Thirty Euros for a Snow Leopard
Around 2009, the question of which operating system ran on your computer carried a genuine ideological charge. Not religion, not quite politics, but somewhere in that vicinity. Linux was for the brilliant and the performatively ascetic, often indistinguishably the same person. Windows was what happened when you let a retailer make a decision on your behalf. And Mac OS X was what you ran if you believed a computer should disappear into its function and let you think.
Mac OS X Snow Leopard came out today for thirty euros, which felt almost insultingly cheap for something that made everything perceptibly better. The pitch wasn’t transformative—no headline feature, no keynote moment to leave journalists breathless. Just the same OS, leaner and faster and more solid, with the accumulated weight of previous releases quietly resolved.

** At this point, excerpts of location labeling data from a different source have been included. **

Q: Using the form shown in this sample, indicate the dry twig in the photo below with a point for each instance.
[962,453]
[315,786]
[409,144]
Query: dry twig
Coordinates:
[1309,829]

Apple had the confidence to charge for an update whose main promise was that it wouldn’t get in your way. Nobody else would have gotten away with that.

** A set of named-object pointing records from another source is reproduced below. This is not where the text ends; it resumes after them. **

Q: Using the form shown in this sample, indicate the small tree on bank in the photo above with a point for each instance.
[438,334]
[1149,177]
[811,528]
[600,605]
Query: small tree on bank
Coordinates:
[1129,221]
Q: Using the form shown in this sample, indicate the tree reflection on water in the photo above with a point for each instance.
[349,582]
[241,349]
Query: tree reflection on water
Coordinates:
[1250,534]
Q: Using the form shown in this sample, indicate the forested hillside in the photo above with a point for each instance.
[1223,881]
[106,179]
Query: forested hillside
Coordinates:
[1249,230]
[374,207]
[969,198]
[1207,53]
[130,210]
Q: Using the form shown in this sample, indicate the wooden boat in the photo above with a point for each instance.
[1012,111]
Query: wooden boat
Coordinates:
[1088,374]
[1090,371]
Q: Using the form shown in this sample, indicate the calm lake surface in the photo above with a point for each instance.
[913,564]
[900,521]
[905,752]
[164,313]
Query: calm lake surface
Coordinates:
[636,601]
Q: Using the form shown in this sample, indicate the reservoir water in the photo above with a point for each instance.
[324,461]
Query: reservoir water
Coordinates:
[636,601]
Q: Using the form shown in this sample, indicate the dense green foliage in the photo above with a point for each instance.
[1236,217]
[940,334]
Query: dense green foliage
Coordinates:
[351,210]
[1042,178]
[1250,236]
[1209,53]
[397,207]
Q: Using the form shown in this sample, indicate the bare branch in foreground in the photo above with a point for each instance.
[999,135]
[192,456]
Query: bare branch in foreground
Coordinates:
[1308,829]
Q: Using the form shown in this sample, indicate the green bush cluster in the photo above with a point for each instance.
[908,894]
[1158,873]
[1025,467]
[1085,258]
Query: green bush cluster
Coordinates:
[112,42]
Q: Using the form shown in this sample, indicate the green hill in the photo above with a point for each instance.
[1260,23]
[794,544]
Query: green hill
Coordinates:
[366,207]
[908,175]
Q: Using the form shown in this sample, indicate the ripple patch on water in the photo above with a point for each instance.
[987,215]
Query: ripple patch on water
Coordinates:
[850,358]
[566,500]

I was among the people who lined up at midnight for it. Like Harry Potter, which I say without shame. The big-cat naming series—Cheetah, Jaguar, Panther, Tiger, Leopard, Snow Leopard—was Apple’s running declaration that their users were a different kind of creature: not consumers running productivity suites, but people who deserved something with a little predatory grace. It was calculated mystique. It worked anyway.

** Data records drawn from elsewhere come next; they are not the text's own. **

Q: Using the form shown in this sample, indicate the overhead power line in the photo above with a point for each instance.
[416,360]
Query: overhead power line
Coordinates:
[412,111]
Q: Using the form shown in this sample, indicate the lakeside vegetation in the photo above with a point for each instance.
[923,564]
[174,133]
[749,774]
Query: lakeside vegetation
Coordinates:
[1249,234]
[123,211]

What Snow Leopard actually gave you was the sensation of familiar tools that had stopped fighting you. That’s rarer than it sounds. Uncle Jobs understood that the real competition wasn’t Linux or Microsoft—it was the quiet cumulative friction of software that almost works. Thirty euros to taste from his tree one more time. Obviously I said yes.
By this point the iPhone was two years old and rewriting what Apple meant in the world. The Mac faithful were becoming a subset of a much larger phenomenon, whether we liked it or not. Snow Leopard felt like the last time the Mac itself was the main event—a love letter to the people who’d been there before the mass conversion. Jobs was already visibly unwell, though nobody wanted to say it plainly. He’d be dead in two years. I didn’t know any of that at midnight in the queue. I just knew it felt right.